May 28, 2018 at 6:58pm
The priority of making this process trustworthy and understandable to the public is dead-on. I agree that the public should consider us as non-trustworthy, as we're setting an example of how this technology lets us transcend those concerns.
Also your quantum bit made me shiver, but I believe point (3) has an error. A bitcoin wallet reduces it's security after making a transaction, not by simply showing the public address alone. The reason for change addresses is to move the funds out of an address that made a transaction.
From https://bitcoin.stackexchange.com/questions/42320/is-that-safe-to-expose-public-key-to-the-mainnet/42330, when you make a transaction you reveal the public key. Yet without making any spends, you'd never reveal the public key and thus would be much more resistant to even quantum hacks.
Regarding point (4), this is why I'm curious about recruiting trusted members of the blockchain ecosystem and do a large key signing ceremony (shamir secret sharing: https://en.wikipedia.org/wiki/Shamir%27sSecret_Sharing) in order to somehow etch the key pair onto a piece of metal.
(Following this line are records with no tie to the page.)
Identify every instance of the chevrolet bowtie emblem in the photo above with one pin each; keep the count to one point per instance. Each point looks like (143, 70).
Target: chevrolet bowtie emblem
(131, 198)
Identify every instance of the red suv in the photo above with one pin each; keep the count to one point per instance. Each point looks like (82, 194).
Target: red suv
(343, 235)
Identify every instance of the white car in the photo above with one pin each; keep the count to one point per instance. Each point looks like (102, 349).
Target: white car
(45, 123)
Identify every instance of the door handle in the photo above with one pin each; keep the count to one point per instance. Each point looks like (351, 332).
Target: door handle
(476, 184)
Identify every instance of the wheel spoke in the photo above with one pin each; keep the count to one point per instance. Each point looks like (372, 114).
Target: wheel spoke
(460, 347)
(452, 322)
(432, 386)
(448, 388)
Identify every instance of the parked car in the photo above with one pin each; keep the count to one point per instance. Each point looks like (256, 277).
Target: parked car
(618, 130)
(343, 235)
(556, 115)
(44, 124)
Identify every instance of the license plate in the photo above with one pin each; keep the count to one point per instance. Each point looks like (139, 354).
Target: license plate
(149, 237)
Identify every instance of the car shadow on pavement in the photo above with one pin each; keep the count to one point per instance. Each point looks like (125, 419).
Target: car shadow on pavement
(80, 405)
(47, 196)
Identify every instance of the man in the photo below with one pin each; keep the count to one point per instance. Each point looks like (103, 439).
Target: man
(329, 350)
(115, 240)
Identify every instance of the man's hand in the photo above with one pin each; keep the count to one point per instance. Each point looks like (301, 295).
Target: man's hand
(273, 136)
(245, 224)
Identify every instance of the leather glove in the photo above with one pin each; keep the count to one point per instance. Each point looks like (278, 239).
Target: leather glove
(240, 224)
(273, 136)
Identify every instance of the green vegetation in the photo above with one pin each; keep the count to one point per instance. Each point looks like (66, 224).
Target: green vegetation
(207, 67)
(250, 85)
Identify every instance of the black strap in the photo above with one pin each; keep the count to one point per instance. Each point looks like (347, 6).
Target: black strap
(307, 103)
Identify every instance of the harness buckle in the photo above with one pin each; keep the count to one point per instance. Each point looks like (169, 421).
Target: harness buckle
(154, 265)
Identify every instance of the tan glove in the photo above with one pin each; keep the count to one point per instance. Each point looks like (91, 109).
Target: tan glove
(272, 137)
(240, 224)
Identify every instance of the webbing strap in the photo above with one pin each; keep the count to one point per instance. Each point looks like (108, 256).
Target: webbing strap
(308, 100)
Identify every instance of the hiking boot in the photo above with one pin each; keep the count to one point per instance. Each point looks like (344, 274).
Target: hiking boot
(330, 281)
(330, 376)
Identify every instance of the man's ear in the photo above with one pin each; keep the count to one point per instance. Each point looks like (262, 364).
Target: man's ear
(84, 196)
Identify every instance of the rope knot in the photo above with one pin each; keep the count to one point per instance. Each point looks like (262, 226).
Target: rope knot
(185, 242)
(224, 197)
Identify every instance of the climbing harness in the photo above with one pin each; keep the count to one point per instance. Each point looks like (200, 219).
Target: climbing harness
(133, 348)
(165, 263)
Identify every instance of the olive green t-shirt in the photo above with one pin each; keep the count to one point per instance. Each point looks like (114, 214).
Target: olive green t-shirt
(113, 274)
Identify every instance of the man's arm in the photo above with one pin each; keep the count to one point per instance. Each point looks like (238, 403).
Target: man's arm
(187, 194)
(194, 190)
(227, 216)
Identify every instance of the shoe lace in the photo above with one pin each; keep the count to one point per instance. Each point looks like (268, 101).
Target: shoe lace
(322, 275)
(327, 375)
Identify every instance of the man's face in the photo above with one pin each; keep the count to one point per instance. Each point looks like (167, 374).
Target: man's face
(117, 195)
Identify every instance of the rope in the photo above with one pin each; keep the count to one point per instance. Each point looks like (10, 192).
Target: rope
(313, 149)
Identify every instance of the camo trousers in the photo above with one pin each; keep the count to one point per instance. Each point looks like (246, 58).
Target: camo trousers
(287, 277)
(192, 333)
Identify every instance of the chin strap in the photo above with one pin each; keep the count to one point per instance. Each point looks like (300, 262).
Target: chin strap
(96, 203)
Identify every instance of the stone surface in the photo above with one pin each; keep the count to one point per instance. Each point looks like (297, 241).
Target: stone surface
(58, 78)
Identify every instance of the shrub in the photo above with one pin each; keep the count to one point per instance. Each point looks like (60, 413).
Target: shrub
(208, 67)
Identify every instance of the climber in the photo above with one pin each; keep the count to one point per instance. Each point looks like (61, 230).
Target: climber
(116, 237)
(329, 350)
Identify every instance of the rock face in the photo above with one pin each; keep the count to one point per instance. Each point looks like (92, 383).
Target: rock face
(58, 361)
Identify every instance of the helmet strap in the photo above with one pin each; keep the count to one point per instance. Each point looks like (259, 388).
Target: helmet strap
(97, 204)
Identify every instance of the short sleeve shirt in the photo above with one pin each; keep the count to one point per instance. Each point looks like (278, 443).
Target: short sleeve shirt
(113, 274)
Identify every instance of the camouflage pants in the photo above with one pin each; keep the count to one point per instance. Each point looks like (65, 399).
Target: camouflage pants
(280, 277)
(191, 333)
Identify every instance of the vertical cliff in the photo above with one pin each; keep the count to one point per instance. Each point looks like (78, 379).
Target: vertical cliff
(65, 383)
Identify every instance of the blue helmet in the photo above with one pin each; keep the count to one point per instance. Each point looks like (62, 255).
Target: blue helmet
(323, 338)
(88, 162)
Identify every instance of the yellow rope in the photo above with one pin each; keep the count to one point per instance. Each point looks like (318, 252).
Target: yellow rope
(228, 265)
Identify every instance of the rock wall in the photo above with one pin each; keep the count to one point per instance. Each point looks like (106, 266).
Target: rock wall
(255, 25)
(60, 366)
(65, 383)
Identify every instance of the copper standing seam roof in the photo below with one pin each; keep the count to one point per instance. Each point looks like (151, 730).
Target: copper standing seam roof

Yet this method fails to prove it's on the rocket (you can't sign a message) and likely becomes a moot process if you have to etch the keypair onto metal anyways.
Regarding Memory Bound encryption, that sounds incredibly ideal if it's as you explain. We'd need to get someone a bit more knowledgable about the crypto to be sure.
Waiting a week is no big deal if it guarantees the security of the key.
May 29, 2018 at 3:46am
Yep, I think I made some semantics mistakes in there but we're more or less on the same page. The big takeaway is that sending just a Bitcoin private key would maybe be a waste when sending a more secure/useful non-Bitcoin private key might be better in a lot of ways.
Not sure what you mean about shivering but post-quantum is a bit out of my realm so an error is plenty possible. I'm mostly going off what I've discussed with professors and Reddit. As I understand it, security is reduced after a transaction because 1) public key becomes visible and 2) possibility of the private key being intercepted due to user error during the spending process. How else is security reduced? I think we're pretty much on the same page though.
Professor Jeremiah Blocki at Purdue University would be a great person to have help if we send something that's not just a Bitcoin private key. He's who I talked to before.
The ceremony would be cool and definitely good PR but I don't think I understand it enough to know how that process could apply to etching a physical piece of metal.
As for memory bound functions, take a look at the wikipedia page. Looks like it was originally conceived of to prevent email spam. And I think it could work for us as I've described. The question is mainly how future-proof it is and how much of a balance to strike between key length (security) and time required to wait (convenience).